La question peut se poser en ces termes: comment développer une nouvelle faculté de perception (au-delà de l'intellect rationnel); qui représente une évolution dans la phénoménologie de la conscience et non pas une régression? Retourner vers l'instinct ne résoudra pas les problèmes de notre civilisation, car l'instinct et la civilisation ne sont rien d'autre qu'une expression de la grande contradiction humaine:
elle ne peut pas être résolue par l'oscillation perpétuelle entre les pôles opposés.
De +, l'état psychique standard d'un Occidental représente un acquis de logique et de raison à ne pas négliger. Par rapport à cet acquis, les tentatives instinctuelles d'aller au-delà de nos capacités cognitives peuvent être considérées comme une régression. Aujourd'hui, ces tentatives abondent: la drogue, le sexe comme Weltanschauung et libération, l'adhésion quasi animiste à des sectes religieuses, spiritistes, parapsychologiques, etc... L'actuel cirque d'églises nouvelles, de faux gurus, de science-fiction, d'apprentis et de maîtres sorciers, monstre simplement que la nécessité d'une percée dans le champ de la conscience est dans l'air. En fait, de même que le XIXè siècle actualisa une percée sur le plan matériel (révolution industrielle), pourquoi le passage du XXè au XXIè siècle n'apporterait-il pas l'actualisation d'une percée spirituelle (révolution épistémologique)?Cette manière quelque peu hégélienne de lire un sens dans l'histoire paraîtrait moins loufoque si l'on voulait bien s'adonner à une analyse serrée des manifestations religieuses, littéraires, artistiques et des modes de comportement dans les sociétés les + avancées.

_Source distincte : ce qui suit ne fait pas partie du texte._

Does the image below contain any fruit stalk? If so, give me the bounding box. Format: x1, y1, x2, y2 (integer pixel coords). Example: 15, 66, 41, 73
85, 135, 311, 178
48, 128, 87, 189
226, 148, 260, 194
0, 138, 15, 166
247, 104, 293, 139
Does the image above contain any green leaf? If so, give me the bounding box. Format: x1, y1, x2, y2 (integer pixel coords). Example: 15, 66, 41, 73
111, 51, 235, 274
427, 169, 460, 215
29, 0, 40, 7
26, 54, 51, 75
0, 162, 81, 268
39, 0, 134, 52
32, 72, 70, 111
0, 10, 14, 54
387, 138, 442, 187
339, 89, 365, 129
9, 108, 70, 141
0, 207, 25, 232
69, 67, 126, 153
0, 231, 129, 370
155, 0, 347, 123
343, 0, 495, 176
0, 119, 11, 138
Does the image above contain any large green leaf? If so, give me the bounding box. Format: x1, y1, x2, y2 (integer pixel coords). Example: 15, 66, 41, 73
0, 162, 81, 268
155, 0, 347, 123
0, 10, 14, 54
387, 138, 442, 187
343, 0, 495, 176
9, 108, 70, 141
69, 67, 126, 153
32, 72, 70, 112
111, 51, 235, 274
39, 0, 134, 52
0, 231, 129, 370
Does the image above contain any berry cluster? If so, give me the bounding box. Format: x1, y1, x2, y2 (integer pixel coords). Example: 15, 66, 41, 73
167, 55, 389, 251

Des centaines d'auteurs et de cinéastes de tout poil se sont appliqués à fignoler le cadre de cette hypothèse. Mais c'était un cadre splendidement vide - qui a évolué depuis. En effet, à moins de vivre soi-même l'expérience immédiate de cette percée cognitive, toutes ces considérations demeurent singulièrement fumeuses. De cela, j'étais amèrement conscient."
*un terme à comprendre ici dans le sens
du terme anglais "awareness", qui est
conscience de perception, et non pas
"conscience", réduit à la conscience mentale.